そういう意味では、弓を持っているだけならギリセーフ。
だが彼女は、今にも矢をつがえそうな雰囲気を纏っており、しかもWSならば、矢をつがえなくとも彼女は放てるのだ。
「クソッタレ!退路が断たれたか、」
「も、もしかしてミクモ様も出勤を?でもミクモ様のは小さいし‥‥」
「君はどんだけ可能性を信じているの?喰われるよ?可能性に」
しかもサイズまで選り好みするとは。
今はそれどころじゃない!逃げなければ。
だが、いま僕達は彼女達に挟まれた状態。
一本の大通りを、彼女達に前後を封鎖されている。ならば横道にいくべきだが、逸れた横道も危険でもある。土地勘の無い者は、無残にも食い物にされる危険地帯。
「仕方ない、この階段を下りよう!」
「なるほど、その作戦乗った!」
「さすがハーティさんッス!パーティの参謀ッス!」
「くっ!兎人はこの階段の下に居るだろうか‥」
「ハーティさん!先頭は俺が行きます!」
僕の指示に、皆が弾けたように動き出す。
特に陣内君は速い。
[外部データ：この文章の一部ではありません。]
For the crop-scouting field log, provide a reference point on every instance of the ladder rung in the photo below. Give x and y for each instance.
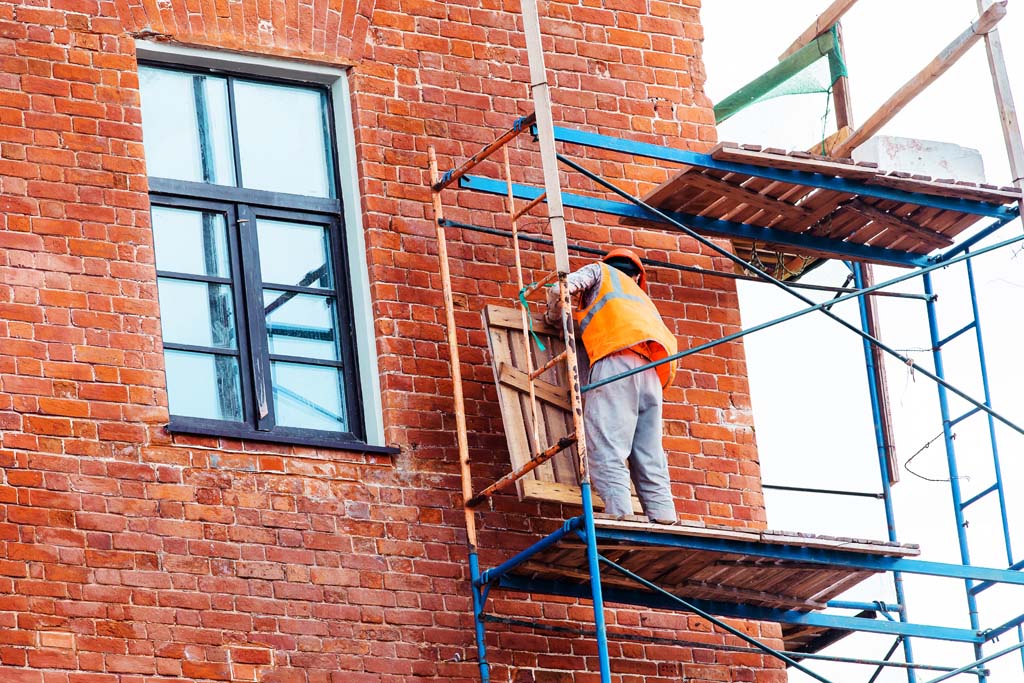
(548, 366)
(536, 286)
(969, 326)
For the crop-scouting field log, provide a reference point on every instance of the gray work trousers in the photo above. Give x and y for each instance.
(623, 421)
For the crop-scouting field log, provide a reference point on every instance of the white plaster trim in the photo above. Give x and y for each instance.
(337, 80)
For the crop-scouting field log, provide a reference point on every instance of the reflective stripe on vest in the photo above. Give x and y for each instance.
(623, 316)
(615, 293)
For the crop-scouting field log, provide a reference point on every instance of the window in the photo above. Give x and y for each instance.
(255, 295)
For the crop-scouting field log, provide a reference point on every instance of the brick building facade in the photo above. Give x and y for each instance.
(132, 552)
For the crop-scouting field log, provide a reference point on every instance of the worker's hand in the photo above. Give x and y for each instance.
(553, 313)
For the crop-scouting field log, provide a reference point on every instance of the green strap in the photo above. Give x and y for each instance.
(525, 304)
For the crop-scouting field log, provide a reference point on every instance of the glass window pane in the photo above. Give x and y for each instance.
(193, 242)
(301, 325)
(186, 126)
(294, 253)
(308, 396)
(197, 313)
(202, 385)
(283, 138)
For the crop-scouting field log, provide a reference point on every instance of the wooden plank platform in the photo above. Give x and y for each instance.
(814, 211)
(713, 574)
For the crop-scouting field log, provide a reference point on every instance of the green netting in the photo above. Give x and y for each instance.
(812, 69)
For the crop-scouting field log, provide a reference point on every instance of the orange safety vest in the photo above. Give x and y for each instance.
(623, 316)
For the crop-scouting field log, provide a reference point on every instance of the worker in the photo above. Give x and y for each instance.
(622, 330)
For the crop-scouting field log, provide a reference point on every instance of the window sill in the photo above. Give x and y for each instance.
(200, 427)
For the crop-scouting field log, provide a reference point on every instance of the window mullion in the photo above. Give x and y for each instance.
(232, 117)
(255, 319)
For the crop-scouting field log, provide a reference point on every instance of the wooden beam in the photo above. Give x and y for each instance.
(946, 58)
(841, 90)
(1005, 102)
(823, 22)
(931, 238)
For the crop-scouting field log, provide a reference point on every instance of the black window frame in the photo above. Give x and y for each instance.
(243, 208)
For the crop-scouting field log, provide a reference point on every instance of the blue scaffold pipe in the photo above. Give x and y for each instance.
(597, 596)
(937, 378)
(976, 664)
(650, 151)
(875, 606)
(798, 313)
(767, 649)
(494, 573)
(478, 600)
(963, 247)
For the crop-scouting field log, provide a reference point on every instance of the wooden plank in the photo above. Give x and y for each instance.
(741, 195)
(826, 145)
(948, 189)
(1005, 102)
(936, 68)
(898, 224)
(513, 416)
(790, 163)
(500, 316)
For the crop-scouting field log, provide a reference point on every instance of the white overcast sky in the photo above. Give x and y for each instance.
(810, 401)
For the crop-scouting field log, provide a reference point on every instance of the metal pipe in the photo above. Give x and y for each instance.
(678, 642)
(594, 566)
(977, 497)
(767, 278)
(531, 289)
(478, 601)
(985, 585)
(954, 488)
(977, 663)
(829, 492)
(1016, 622)
(767, 649)
(996, 465)
(948, 338)
(675, 266)
(986, 390)
(497, 572)
(452, 175)
(973, 240)
(892, 650)
(536, 461)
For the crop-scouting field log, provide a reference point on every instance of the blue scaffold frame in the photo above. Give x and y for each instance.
(976, 579)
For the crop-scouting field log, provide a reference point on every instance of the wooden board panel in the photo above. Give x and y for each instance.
(558, 479)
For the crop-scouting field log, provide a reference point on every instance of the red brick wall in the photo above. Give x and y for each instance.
(128, 555)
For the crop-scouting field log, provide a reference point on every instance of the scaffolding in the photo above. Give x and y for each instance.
(601, 560)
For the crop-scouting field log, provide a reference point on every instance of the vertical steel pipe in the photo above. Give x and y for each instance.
(594, 564)
(947, 436)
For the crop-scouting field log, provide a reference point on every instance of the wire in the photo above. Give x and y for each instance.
(935, 438)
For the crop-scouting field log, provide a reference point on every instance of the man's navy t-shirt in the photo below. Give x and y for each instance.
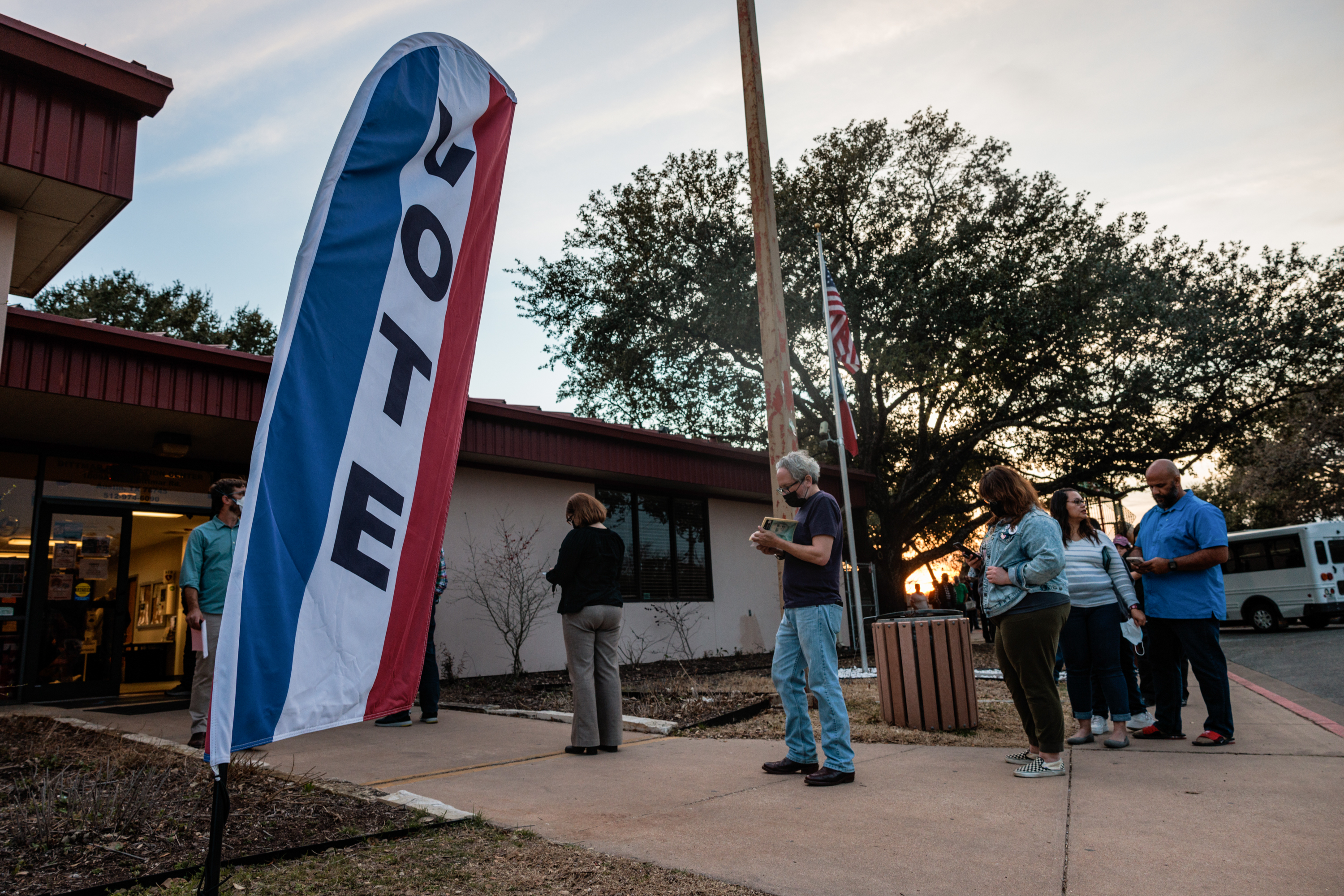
(808, 585)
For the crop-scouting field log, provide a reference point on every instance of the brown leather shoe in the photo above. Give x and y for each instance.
(828, 778)
(788, 767)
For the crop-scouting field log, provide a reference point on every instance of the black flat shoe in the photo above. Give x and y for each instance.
(788, 767)
(828, 778)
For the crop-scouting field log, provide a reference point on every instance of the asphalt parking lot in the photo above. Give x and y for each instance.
(1310, 660)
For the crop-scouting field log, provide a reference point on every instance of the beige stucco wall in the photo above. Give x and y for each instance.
(744, 614)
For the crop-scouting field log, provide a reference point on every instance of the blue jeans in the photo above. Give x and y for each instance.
(806, 644)
(1092, 644)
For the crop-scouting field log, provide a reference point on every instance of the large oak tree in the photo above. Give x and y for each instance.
(999, 317)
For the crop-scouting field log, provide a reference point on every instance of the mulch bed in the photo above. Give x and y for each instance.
(671, 690)
(81, 808)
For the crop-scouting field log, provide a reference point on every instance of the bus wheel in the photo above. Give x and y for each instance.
(1262, 616)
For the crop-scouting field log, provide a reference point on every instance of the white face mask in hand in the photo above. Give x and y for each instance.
(1132, 633)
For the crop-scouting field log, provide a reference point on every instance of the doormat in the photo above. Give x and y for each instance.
(142, 708)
返事は一番後だったが、動き出すのは彼が一番速かった。
まさに漆黒の鏃。
弓より放たれる、全てを穿つ黒き一角。
そんな雄雄しい彼が、亜麻色の狩人に撃ち落とされる。
「何処へ行かれるのですか?ご主人様」
「ラ、ラティ‥‥」
狼人の少女ラティが、屋根の上から飛び降りて来たのだ。
音も立てずに着地し、そして藍色の瞳で獲物を射抜く。
そう、僕達は既に捕捉されていたのだ。
逃げれると思った先は罠であり、彼は捕獲され連れて行かれる。
しかも今回は、言葉ちゃんとラティちゃんに挟まれて。
「ああ、今回も陣内君は不参加か、」
「まぁダンナのは、お約束みたいなモンだしな、仕方ないか」
「うう、ラティさん、オイラも連れて行って欲しかったッス‥」
「出勤じゃなかったのか、」
「陽一君、君の勇姿は忘れないよ、」
僕達は彼の屍を越えて、階段下へ向かう。
彼の犠牲を無駄にしない為に――
「ハーティさん、何処に行くつもりなんですかっ?」
「え?三雲さ、ま?あれ?アレ?」
「さぁ、帰りますよ!こんな如何わしい場所に、全く‥」
「え?あれ僕も‥え?あれ?ちょっと待ってっ」
そして聖地聖戦は開幕される。
僕と陣内君は強制離脱と言う形で、聖戦が‥。
そしてその夜。
2人のベテランが新たに誕生したのだった。